To their credit, countries of the Global South have wasted no time at all in capitalizing on the relative decline of Europe’s attractiveness: Digital Nomad Visas are a noteworthy example of how shrewdly some ASEAN and MERCOSUR states have played their cards.

An overlooked market for streamlined and cost-effective residency is the creative class: Social media influencers with mass followings are among those most likely to be lured to photogenic and exotic nations with year-round warm climates.

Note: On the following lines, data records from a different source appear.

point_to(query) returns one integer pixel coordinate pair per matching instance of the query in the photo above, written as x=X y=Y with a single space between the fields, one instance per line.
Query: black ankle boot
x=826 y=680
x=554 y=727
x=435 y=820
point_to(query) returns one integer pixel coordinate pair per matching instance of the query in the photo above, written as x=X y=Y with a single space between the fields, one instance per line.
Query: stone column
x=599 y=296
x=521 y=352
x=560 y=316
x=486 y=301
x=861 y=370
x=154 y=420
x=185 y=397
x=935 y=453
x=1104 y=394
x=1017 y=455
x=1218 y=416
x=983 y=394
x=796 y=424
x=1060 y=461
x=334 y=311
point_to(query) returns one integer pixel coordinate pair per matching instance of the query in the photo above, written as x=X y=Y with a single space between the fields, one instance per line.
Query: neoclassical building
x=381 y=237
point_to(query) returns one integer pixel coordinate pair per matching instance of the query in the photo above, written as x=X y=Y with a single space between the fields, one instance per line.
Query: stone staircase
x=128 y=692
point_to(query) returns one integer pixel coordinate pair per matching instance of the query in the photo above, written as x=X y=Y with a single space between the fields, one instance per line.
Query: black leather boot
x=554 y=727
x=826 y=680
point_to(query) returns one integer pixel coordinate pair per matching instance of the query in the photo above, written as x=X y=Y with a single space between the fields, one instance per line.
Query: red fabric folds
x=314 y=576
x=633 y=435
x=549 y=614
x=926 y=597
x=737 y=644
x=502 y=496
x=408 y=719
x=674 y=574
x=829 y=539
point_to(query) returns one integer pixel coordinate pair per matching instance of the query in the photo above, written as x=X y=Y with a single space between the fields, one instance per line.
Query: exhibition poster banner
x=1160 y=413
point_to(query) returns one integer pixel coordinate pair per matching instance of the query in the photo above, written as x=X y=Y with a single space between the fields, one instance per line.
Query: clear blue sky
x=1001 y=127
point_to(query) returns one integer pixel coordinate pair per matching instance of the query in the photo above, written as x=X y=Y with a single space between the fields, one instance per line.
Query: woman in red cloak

Over and above the economic benefit DNVs generate for host governments, they are conducive to putting lesser-known countries on the map as well as raising awareness of their livability.

The rule of thumb is that these visas are valid for one year and renewable upon expiry. It would come as no real surprise to see the emerging gems try and outmaneuver their European counterparts by prolonging the duration and laying out a clear-cut pathway to citizenship after a fixed number of years. Generous tax breaks are also bound to be extended to the self-employed and retirees by non-EU states.

Not only are digital nomad visas here to stay; the trend is just beginning. Expect to see dozens more of these programs open up this year as the competition for mobile talent heats up.